Pero una de las muchachas se pone de pie y le devuelve una mirada fija —tiene los ojos desorbitados y un rostro como de rana—. ¿Cómo se atreve a mirarlo? Por un momento, siente la tentación de golpearla, pero se contiene a tiempo. No hay gloria alguna en matar a una mujer y, además, está cansado, cansado como no ha estado jamás en toda su vida. El brazo derecho le cuelga del hombro tan muerto como una pala. La sangre de Príamo le tensa la piel con su nauseabundo olor a pescado y a hierro. Se queda mirando el cuerpo un momento y siente el impulso de darle una patada en el costado. Decide que Príamo no tendrá funeral. No habrá honores, ni ritos funerarios, ni dignidad en su muerte.
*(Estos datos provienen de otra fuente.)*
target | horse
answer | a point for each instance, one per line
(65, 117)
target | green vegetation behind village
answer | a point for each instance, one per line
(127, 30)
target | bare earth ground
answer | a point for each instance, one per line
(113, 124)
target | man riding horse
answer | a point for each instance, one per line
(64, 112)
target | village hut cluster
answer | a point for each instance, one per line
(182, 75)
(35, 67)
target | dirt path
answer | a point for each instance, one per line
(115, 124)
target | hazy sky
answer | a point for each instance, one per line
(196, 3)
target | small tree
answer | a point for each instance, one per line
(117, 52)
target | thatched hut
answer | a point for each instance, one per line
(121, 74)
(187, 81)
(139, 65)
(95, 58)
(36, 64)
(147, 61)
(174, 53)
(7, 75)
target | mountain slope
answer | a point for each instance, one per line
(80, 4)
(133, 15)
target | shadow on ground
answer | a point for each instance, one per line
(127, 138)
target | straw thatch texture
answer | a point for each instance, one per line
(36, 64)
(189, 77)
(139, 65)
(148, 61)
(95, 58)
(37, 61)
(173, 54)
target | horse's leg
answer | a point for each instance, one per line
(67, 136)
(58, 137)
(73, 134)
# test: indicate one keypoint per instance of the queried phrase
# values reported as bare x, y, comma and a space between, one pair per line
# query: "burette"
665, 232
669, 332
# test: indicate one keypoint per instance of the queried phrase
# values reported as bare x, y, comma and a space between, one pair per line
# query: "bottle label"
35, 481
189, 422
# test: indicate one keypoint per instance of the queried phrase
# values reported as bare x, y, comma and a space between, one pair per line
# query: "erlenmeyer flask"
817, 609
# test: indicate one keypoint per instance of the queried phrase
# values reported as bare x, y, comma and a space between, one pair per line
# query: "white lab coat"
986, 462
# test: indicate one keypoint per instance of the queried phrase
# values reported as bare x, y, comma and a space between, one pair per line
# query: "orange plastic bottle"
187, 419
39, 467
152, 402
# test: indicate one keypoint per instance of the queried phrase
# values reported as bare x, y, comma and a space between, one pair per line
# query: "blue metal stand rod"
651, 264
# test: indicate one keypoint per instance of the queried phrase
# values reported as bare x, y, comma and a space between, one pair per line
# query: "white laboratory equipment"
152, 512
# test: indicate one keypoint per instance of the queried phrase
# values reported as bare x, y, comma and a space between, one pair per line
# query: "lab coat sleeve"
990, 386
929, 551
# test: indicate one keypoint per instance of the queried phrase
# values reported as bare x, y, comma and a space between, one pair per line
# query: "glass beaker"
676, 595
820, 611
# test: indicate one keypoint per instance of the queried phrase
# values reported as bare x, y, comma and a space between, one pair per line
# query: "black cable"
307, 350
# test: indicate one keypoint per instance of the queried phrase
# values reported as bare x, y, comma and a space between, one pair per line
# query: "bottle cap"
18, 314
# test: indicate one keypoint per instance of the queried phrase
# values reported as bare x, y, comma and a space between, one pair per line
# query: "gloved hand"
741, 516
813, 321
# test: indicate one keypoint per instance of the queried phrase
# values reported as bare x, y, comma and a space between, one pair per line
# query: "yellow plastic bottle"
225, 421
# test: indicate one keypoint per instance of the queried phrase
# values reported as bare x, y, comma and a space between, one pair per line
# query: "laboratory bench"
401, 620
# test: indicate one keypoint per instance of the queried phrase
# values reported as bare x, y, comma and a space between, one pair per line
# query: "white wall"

Hará exactamente lo mismo que hizo su padre con Héctor, atará con correas los escuálidos tobillos del anciano a su carro y lo arrastrará de vuelta al campamento. Pero primero tiene que alejarse de aquellos gritos y llantos, por lo que, a ciegas, no sin dificultad franquea una puerta a su derecha.

Allí, a oscuras, se está fresco y tranquilo: los gritos de las mujeres se oyen más débiles ahora. Cuando sus ojos se acostumbran a la oscuridad, ve un perchero de túnicas ceremoniales y, junto a él, una silla con vestiduras sacerdotales colgadas del respaldo. Aquel debía de ser el vestidor de Príamo. Quedándose junto a la puerta, escucha, y siente que la habitación lo rehúye igual que las mujeres. Todo está en silencio, vacío. Pero, entonces, de repente, advierte un movimiento en el rincón más alejado. Hay alguien escondido entre las sombras, aunque solo puede distinguir una silueta. ¿Una mujer? No, por lo que ha podido entrever, está casi seguro de que se trata de un hombre. Apartando a un lado el perchero de túnicas, avanza hacia allí, y entonces casi se echa a reír a carcajadas de alegría y alivio, pues, justo delante de él, está Aquiles. Solo puede ser él: la brillante armadura, el cabello suelto —y es una señal, una señal de que al fin ha sido aceptado—. Avanza confiado, intentando penetrar con la vista en la oscuridad, y ve que Aquiles se le acerca cubierto de sangre; todo está rojo, desde el casco de plumas hasta sus pies calzados con sandalias. Tiene rojo incluso el pelo; ni anaranjado ni color zanahoria, no, rojo como la sangre o como el fuego. En el último momento, cuando se encuentran cara a cara, extiende la mano y sus dedos pegajosos encuentran algo duro y frío.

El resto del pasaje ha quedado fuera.